Las Provincias

Los combustibles fósiles: "son lo mismo, pero no son iguales"

Antonio Rivera - 20 Ene 2012 - 16:07

Cuando se habla de los combustibles fósiles se hace referencia al carbón, al petróleo y al gas natural, sin duda las tres grandes fuentes de energía que mueven nuestro mundo industrializado. Siempre que se habla de ellos se hace de forma genérica, incluyéndolos a todos en el mismo saco.
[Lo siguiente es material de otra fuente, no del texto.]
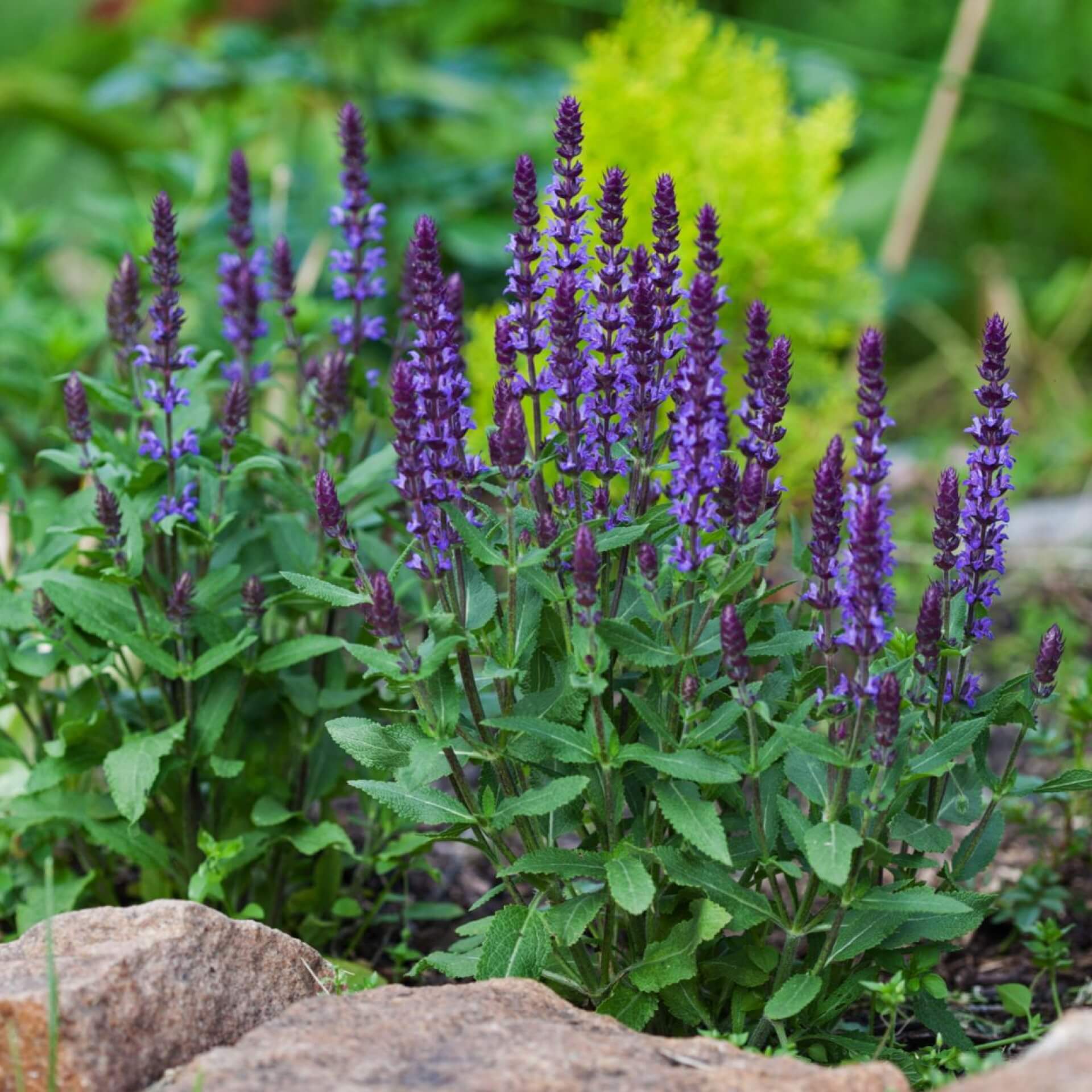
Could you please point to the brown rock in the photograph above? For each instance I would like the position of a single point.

Aunque bien es cierto que todos ellos tienen características comunes también lo es que entre ellos existen diferencias importantes que merecen ser destacadas.

Empecemos por las similitudes: como su nombre indica los 3 son combustibles, ya que en presencia de oxígeno se oxidan de forma violenta desprendiendo energía, a la vez que emiten a la atmósfera diferentes óxidos como el vapor de agua o el CO2, gases de efecto invernadero. Son fósiles, porque provienen de restos de seres vivos que vivieron en épocas remotas. Además se les considera una fuente de energía no renovable ya que su proceso de formación es infinitamente más lento que el ritmo actual de uso de los mismos, lo que nos augura su futuro agotamiento. Algo, sin duda que producirá muchos quebraderos de cabeza al planeta en el presente siglo.
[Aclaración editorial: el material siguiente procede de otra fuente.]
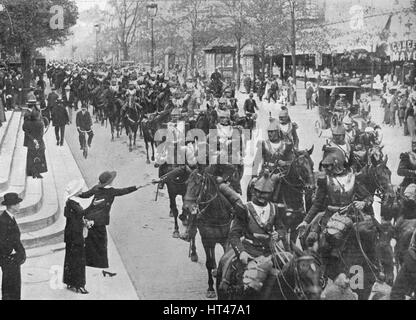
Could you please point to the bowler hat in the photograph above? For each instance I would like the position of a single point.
(11, 199)
(107, 177)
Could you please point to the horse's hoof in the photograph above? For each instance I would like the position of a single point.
(214, 273)
(194, 257)
(211, 294)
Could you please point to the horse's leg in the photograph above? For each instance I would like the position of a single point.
(146, 143)
(210, 265)
(174, 212)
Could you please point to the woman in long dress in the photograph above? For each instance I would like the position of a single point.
(75, 232)
(35, 160)
(99, 212)
(410, 119)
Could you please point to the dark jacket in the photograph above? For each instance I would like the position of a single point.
(68, 102)
(34, 130)
(407, 170)
(52, 99)
(59, 116)
(10, 240)
(84, 121)
(99, 210)
(74, 223)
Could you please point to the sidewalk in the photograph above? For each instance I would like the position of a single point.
(42, 274)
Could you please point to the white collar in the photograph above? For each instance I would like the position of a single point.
(10, 215)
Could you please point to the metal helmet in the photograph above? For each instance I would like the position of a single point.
(336, 158)
(338, 130)
(265, 183)
(347, 120)
(274, 125)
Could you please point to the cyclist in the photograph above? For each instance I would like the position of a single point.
(84, 124)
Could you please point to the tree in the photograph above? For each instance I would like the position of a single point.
(129, 14)
(29, 27)
(235, 23)
(265, 18)
(197, 25)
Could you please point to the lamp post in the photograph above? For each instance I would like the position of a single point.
(97, 30)
(152, 11)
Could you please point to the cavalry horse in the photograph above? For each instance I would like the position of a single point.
(294, 189)
(296, 276)
(208, 212)
(132, 119)
(364, 250)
Hasta aquí las similitudes. Vamos ahora con las diferencias: en primer lugar, y aunque como decíamos los 3 se forman a partir de restos de seres vivos, no todos provienen de los mismos seres vivos. Mientras que el carbón se formó a partir de vegetales muertos, hojas, maderas, cortezas y esporas, el petróleo lo hizo a partir de restos de plancton marino principalmente. Por su parte, el gas natural aparece como derivado del proceso de formación tanto del petróleo como del carbón, por lo que se encuentra frecuentemente en yacimientos de petróleo, disuelto o asociado con el petróleo, o en depósitos de carbón. Por otra parte, si atendemos a su combustión para obtener energía, su comportamiento es distinto en cada caso. Debido a su composición química diferente, la liberación de CO2 por energía generada dista mucho de ser igual. Así, la combustión de gas natural para la obtención de energía eléctrica emite aproximadamente 500 gramos de CO2 por cada kWh producido, el petróleo 700 gramos por kWh y el carbón 900 gramos por kWh. Estos datos son importantes ya que nos indican que el impacto ambiental que tiene cada uno de ellos a la hora de utilizarlos como combustible es muy distinto, a pesar de que siempre se hace referencia a ellos de forma conjunta.

Como ven, y como decían en un mítico sketch Martes y 13: “Son lo mismo, pero no son iguales”.